Quand j'ai vu le résumé et que c'était une toute petite histoire je me suis lancée dedans par curiosité, et woaow.

C'est super!
Hyper original, j'adore ce mélange de conte et de psychologie, j'adore l'idée de "la" phrase qui va toucher les gens au coeur.
Ce personnage de la magicienne est très triste, et très réussi.
La fin est inattendue et tellement triste... Et ce perso de la magicienne, qui s'enferme alors qu'elle venait enfin de s'ouvrir aux autres, de leur reconnaître une humanité et une dignité, et de se laisser toucher...
J'aime bien lire ton histoire aussi un peu comme une métaphore des artistes célèbres, poètes adulés, grands écrivains ou chanteurs renommés, aussi.
Bref, un texte poétique et émouvant. J'espère que tu en posteras d'autres!
Joke
Posté le 16/10/2019
ps ola les répétitions dans ce com que je viens de te laisser XD faut que je pense à me relire avant de poster... ou à pas en écrire quand je suis fatiguée XD
Raph
Posté le 16/10/2019
Merci beaucoup ! C'est la première histoire que je poste ici (j'ai créé ce compte cet après-midi...) alors j'ai voulu commencer par une des mes histoires les plus courtes, je suis ravi qu'elle te plaise !! (et on est d'accord, les lampadaires c'est hyper esthétique)
ClaireDeLune
Posté le 16/10/2019
Wouah
C'est ce qui m'est venu en premier à l'esprit quand j'ai commencé ton texte, et ensuite ce sentiment ne m'a plus quittée.

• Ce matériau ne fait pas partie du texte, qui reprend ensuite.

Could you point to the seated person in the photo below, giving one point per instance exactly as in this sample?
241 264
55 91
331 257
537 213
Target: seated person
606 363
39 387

J'adore ton écriture, ce format de conte si particulier, même l'histoire, ces personnages qu'on se surprend à apprécier en quelques lignes. La fin m'a brisé le cœur, c'est trop cruel... ;(
Raph
Posté le 16/10/2019
Merci pour ton commentaire, ça me touche beaucoup ! J'ai voulu une chute marquante, ça a au moins le mérite d'être efficace alors !!